When Fresh Moab Coffee roaster and owner Bob Owen visited world-renowned coffee growers at Hacienda San Pedro in Puerto Rico, he asked the fourth-generation owner and manager of the farm what his ideal workforce would be. He answered, “300 people, for five days.”
“Coffee is an extremely labor-intensive product,” Owen says.
He is roasting a fresh batch of green beans earmarked for Moonflower Community Cooperative as he relates his experiences working with growers and brokers. Three five-pound bags sit on the table, and he is eyeing the stock measuredly as he tells his story. He excuses himself – he needs to walk home and retrieve another five-pound bag of green beans to complete the order.
Any small-batch roaster or coffee shop barista can attest that their part in processing the product that is a fresh cup of coffee is not without physical requirements, but the labor Owens refers to isn’t his own.
Five or six years before a coffee bean hits his roaster, a cherry is planted somewhere near the equator, often on a family farm of five to seven acres. Six to nine months after the mature tree blossoms for the first time, the coffee begins to grow and ripen into a red cherry-like fruit. Depending on the age and size of the farm, one complete harvest can require six to seven cycles of picking, culling and cleaning.
Every six to eight weeks, Fresh Moab Coffee receives a delivery of a pallet with as much as 1200 pounds of coffee beans sourced from different regions and farms, fresh from the Royal Coffee warehouse in California. If that sounds like a lot of beans, imagine this: the shipping container each type of bean came from may have carried as many as 250, 150-pound bags - of just one type of bean, from one farm.
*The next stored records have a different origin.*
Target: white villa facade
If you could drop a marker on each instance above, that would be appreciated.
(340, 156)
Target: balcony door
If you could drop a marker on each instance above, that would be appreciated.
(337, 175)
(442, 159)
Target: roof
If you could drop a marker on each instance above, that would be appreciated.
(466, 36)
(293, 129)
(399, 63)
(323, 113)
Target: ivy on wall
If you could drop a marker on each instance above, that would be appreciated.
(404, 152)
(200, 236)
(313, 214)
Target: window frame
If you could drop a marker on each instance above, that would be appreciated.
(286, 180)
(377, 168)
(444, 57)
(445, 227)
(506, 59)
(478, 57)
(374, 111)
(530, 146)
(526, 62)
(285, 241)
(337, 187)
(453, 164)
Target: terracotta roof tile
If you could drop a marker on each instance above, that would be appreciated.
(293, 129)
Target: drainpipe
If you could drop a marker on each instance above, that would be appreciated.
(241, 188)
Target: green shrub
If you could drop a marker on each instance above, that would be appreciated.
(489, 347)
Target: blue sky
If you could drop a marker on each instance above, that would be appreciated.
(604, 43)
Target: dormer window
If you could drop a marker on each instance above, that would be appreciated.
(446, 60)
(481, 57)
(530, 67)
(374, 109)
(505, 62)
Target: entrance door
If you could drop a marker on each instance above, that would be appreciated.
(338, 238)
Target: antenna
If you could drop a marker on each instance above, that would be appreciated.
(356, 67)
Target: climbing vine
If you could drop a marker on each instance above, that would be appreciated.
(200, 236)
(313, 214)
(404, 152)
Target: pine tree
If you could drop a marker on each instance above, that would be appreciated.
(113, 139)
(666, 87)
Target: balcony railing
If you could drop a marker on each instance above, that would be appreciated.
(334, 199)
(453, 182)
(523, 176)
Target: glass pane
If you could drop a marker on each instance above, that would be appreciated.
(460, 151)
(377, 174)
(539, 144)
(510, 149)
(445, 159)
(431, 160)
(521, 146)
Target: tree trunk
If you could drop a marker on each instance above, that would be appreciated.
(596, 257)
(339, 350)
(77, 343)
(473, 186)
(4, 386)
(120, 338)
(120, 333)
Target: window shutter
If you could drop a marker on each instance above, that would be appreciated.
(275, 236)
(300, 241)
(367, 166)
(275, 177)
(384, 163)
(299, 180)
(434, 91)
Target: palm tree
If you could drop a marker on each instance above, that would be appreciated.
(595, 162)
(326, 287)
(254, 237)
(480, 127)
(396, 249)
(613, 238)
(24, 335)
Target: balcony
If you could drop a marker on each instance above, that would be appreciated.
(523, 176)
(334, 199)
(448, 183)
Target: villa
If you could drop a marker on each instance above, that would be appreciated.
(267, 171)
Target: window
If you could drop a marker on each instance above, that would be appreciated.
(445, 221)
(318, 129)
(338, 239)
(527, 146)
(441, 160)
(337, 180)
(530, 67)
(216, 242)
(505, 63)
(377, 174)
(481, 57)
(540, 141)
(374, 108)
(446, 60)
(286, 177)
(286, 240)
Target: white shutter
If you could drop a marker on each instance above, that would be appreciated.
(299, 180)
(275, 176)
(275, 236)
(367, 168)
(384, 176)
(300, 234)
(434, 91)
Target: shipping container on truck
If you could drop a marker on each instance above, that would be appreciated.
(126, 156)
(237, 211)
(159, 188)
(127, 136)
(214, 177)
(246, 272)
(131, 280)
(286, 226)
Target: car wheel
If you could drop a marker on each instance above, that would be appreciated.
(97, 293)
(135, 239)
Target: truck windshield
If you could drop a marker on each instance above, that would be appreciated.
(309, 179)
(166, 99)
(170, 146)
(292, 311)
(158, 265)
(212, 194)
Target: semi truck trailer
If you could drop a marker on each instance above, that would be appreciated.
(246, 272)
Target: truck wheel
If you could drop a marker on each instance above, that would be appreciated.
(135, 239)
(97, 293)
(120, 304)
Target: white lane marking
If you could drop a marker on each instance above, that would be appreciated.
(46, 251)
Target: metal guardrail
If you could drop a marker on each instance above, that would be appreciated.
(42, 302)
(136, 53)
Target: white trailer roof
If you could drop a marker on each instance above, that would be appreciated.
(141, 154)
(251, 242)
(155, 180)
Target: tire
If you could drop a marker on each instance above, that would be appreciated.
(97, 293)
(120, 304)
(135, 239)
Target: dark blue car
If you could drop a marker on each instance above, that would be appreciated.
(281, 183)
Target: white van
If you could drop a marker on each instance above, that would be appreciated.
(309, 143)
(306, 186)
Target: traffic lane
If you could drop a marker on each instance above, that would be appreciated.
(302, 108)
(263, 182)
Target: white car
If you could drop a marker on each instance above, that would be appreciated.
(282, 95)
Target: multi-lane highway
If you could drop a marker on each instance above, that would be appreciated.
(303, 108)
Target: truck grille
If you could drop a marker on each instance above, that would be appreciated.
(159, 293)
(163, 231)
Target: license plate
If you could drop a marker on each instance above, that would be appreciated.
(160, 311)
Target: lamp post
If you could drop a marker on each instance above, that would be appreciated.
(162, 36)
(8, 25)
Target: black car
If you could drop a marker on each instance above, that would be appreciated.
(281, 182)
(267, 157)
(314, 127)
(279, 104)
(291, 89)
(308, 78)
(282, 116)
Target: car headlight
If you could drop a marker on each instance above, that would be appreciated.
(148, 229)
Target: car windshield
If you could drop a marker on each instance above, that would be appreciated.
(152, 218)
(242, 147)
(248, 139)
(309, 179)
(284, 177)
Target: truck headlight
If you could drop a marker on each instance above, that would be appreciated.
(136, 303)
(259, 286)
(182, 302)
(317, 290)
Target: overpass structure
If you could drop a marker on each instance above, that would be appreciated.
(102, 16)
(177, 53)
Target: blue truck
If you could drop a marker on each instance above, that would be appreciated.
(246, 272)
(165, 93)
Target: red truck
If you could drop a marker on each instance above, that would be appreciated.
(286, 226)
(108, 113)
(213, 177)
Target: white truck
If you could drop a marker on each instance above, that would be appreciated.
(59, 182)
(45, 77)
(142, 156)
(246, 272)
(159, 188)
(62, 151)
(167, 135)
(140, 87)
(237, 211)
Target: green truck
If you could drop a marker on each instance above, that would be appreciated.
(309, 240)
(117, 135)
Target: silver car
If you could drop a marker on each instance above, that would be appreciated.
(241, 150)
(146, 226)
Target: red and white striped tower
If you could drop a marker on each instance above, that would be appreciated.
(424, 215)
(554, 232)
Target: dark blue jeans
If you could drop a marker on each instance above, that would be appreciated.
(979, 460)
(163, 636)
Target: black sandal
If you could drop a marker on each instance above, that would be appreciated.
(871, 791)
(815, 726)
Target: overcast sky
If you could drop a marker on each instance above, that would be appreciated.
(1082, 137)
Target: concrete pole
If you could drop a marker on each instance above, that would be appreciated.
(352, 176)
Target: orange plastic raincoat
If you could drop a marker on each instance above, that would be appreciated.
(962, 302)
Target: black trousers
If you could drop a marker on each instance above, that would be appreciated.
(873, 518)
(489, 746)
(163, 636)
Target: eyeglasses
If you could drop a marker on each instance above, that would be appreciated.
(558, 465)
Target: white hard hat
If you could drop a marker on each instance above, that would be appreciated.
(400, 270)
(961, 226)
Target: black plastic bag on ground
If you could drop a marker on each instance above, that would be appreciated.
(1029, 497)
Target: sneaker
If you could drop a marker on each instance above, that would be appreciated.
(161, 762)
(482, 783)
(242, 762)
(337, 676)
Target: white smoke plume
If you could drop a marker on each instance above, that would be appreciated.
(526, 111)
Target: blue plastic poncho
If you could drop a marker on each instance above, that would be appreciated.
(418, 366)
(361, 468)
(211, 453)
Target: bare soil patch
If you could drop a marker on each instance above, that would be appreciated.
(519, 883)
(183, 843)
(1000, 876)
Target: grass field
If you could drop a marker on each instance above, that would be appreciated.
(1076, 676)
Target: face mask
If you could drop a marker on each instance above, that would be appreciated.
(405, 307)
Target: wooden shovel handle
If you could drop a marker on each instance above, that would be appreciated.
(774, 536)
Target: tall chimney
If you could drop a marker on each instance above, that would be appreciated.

When Owens pours a bag of green coffee beans into the roaster, he says he is aware that each bean popping and cracking its way to perfect readiness came to him by way of human care and labor. It’s important to him to take care not to burn the beans, or over-produce and end up with more stock than people will be able to buy while it’s fresh.
His enjoyment of roasting comes from being part of a chain of service that ultimately ends in an extremely high-quality moment of pleasure created by the coffee ritual experienced at home or in the coffee shop, he says. “I honor the labor that went into getting the bean to me by taking care of it at this point in the process.”
When the final batch is roasted, he carefully portions the five-pound bags into one-pound bags labeled for retail sale and ready to walk over to Moonflower Community Cooperative, a well-stocked natural foods market where Fresh Moab Coffee is a best-seller.
He recently installed a new coffee machine in the cooperative’s deli. Alongside the state-of-the-art percolator is a grinder, and every cup comes from a freshly-ground batch of coffee roasted within a few days of serving to a happy customer.
“That’s what it’s really about, all of this,” he says, glancing at the roaster and around his shop. “It’s about you.”